Most commencement addresses are fairly forgettable exercises. I have sat through three of them, high school, college and law school, and I confess I can remember almost nothing about them. I guess they are a rite of passage, but few rites of passage are so universal and so universally ignored.
One hundred years ago, President Roosevelt, on May 2, 1902, gave the commencement speech at the Naval Academy. Although he served in the Army during the Spanish-American War, the Navy, without a doubt, was TR’s favorite service. He wrote the seminal history, at that point, of the naval war of 1812 as a young man, a book which still may be read with much profit. He was convinced that in the 20th century naval power would be the decisive factor in World history, a belief greatly supported by his enthusiastic reading of Dennis Hart Mahan’s The Influence of Sea Power Upon History (1890). Roosevelt would greatly enhance American naval power during his term in office. Here is his address:
TO THE GRADUATING CLASS OF THE NAVAL ACADEMY
MAY 2, 1902
Gentlemen of the Graduating Class:
In receiving these diplomas you become men who above almost any others of the entire Union are to carry henceforth ever-present with you the sense of responsibility which must come if you are worthy of wearing the uniform; which must come with the knowledge that on some tremendous day it may depend upon your courage, your preparedness, your skill in your profession, whether or not the nation is again to write her name on the world s roll of honor or is to know the black shame of defeat. We all of us earnestly hope that the occasion for war may not arise, but if it has to come then this nation must win; and as Dr. Winston has pointed out, in winning the prime factor must of necessity be the United States Navy.
If the navy fails us then we are doomed to defeat. It should therefore be an object of prime importance for every patriotic American to see that the navy is built up; and that it is kept to the highest point of efficiency both in personnel and material. Above all, it can not be too often repeated to those representatives of the nation in whose hands the practical application of the principle lies, that in modern naval war the chief factor in achieving triumph is what has been done in the way of thorough preparation and training before the beginning of the war. It is what has been done before the outbreak of war that counts most. After the outbreak, all that can be done is to use to best ad vantage the great war engines, and the seamanship, marksmanship, and general practical efficiency which have already been provided by the forethought of the national legislature and by the administrative ability, through a course of years, of the Navy Department.
A battleship can not be improvised. It takes years to build. And we must learn that it is exactly as true that the skill of the officers and men in handling a battleship aright can likewise never be improvised ; that it must spring from use and actual sea service, and from the most careful, zealous, and systematic training. You to whom I am about to give these diplomas now join the ranks of the officers of the United States Navy. You enter a glorious service, proud of its memories of renown.
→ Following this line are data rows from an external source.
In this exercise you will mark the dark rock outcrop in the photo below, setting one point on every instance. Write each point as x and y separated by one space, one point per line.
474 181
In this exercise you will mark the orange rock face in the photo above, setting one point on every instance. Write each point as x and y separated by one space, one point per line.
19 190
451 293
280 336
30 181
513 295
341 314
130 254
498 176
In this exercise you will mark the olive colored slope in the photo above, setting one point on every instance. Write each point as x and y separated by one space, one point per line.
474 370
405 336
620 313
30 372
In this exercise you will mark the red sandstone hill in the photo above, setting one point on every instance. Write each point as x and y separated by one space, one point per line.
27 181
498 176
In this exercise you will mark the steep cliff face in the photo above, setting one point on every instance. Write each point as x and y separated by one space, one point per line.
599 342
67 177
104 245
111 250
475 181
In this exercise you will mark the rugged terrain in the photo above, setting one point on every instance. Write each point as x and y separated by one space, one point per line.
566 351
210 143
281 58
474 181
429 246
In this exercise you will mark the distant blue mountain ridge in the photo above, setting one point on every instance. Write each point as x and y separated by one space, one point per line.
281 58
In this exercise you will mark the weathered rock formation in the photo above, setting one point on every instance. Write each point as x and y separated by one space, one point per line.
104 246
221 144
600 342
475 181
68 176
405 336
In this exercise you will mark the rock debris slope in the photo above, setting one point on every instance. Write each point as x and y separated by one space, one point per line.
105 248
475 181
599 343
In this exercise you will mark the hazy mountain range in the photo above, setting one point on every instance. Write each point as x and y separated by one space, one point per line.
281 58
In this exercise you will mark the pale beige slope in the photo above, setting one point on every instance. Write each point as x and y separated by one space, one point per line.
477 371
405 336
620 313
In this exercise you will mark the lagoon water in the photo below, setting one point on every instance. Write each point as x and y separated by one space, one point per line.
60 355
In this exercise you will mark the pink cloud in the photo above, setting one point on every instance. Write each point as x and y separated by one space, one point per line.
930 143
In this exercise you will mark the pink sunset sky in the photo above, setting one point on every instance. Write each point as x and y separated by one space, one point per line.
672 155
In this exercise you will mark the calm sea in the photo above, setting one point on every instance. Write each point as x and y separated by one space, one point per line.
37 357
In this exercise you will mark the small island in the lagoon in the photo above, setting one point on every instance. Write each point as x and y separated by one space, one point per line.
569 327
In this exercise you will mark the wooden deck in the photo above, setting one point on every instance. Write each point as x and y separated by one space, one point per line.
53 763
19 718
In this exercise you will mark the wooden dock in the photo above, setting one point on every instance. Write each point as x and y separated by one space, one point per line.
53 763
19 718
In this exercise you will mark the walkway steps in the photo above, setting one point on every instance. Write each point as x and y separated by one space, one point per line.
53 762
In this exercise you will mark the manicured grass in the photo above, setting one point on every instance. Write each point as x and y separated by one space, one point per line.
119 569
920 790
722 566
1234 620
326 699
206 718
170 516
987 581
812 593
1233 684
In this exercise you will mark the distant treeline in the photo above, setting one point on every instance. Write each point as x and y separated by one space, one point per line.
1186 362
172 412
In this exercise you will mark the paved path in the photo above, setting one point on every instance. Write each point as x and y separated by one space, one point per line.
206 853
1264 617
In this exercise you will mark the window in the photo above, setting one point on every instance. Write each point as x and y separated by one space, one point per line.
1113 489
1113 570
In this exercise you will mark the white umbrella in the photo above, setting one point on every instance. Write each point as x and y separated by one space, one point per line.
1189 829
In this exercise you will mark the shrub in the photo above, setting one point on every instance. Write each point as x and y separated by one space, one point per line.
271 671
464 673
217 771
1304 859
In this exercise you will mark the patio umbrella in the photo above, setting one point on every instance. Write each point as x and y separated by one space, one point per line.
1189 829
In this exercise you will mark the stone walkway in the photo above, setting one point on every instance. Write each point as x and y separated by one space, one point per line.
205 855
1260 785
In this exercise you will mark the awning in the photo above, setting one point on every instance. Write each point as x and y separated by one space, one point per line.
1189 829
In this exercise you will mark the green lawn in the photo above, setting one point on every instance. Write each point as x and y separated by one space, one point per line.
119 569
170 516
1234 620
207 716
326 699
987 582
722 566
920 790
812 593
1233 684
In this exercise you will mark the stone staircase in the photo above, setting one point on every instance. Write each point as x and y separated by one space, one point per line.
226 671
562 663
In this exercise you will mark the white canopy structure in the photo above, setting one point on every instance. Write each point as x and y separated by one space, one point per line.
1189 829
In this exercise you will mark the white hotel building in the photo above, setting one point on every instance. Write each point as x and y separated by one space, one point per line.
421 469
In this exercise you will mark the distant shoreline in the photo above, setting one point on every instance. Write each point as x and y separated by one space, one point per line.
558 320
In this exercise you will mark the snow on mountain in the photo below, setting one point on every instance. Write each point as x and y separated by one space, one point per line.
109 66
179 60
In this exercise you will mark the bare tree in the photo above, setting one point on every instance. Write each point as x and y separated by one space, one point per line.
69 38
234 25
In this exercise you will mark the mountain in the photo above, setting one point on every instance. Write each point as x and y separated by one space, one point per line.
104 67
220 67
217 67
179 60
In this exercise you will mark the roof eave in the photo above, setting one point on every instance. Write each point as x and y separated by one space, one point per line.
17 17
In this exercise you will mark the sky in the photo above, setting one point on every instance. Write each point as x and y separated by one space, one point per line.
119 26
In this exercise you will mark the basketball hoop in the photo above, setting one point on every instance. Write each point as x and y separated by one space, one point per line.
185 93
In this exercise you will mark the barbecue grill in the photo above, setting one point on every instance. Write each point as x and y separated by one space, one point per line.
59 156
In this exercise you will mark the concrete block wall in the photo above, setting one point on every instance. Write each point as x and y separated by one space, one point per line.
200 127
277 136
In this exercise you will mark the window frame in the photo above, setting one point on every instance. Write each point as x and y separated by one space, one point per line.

You must keep ever in your minds the thought of the supreme hour which may come when what you do will forever add to or detract from that renown. Some of you will have to do your part in helping construct the ships and the guns which you use.
You need to bend every energy toward making these ships and guns in all their details the most perfect of their kind throughout the world. The ship must be seaworthy, the armament fitted for best protection to the guns and men, the guns in all their mechanism fit to do the greatest possible execution in the shortest possible time. Every detail, whether of protection to the gun-crews, of rapidity and sureness in handling the ammunition and working the elevating and revolving gear, or of quickness and accuracy in sighting, must be thought out far in advance, and the thought carefully executed in the actual work. But after that has been done it remains true that the best ships and guns, the most costly mechanism, are utterly valueless if the men have not been trained to use them to the best possible ad vantage. From now on throughout your lives there can be no slackness in the performance of duty on your part. Much has been given you, and much will be expected from you. Your duty must be ever present with you, waking and sleeping. You must train yourselves, and you must train those under you, in the actual work of seamanship, in the actual work of gunnery. If the day for battle comes you will need all that you possess of boldness, skill, de termination, ability to bear punishment, and instant readiness in an emergency. Without these qualities you can do nothing, yet even with them you can do but little if you have not had the forethought and set purpose to train yourselves and the enlisted men under you aright. Officers and men alike must have the sea habit; officers and men alike must realize that in battle the only shots that count are the shots that hit, and that normally the victory will lie with the side whose shots hit oftenest. Of course you must have the ability to stand up to the hammering; the courage, the daring, the resolution to endure; but I take it for granted you will have those qualities.
It is less to be thought to your credit to have them than it would be eternally to your discredit to lack them. I take it for granted you will have the courage we have a right to expect to go with American seamanship; that you will have the daring and the resolution. And I ask that you make it from now on your object to see that if ever the day should arise, your courage, your readiness, your eager desire to win fresh renown for the flag be made good by the training you have given yourselves and those under you in the practical work of your profession in seamanship and gunnery.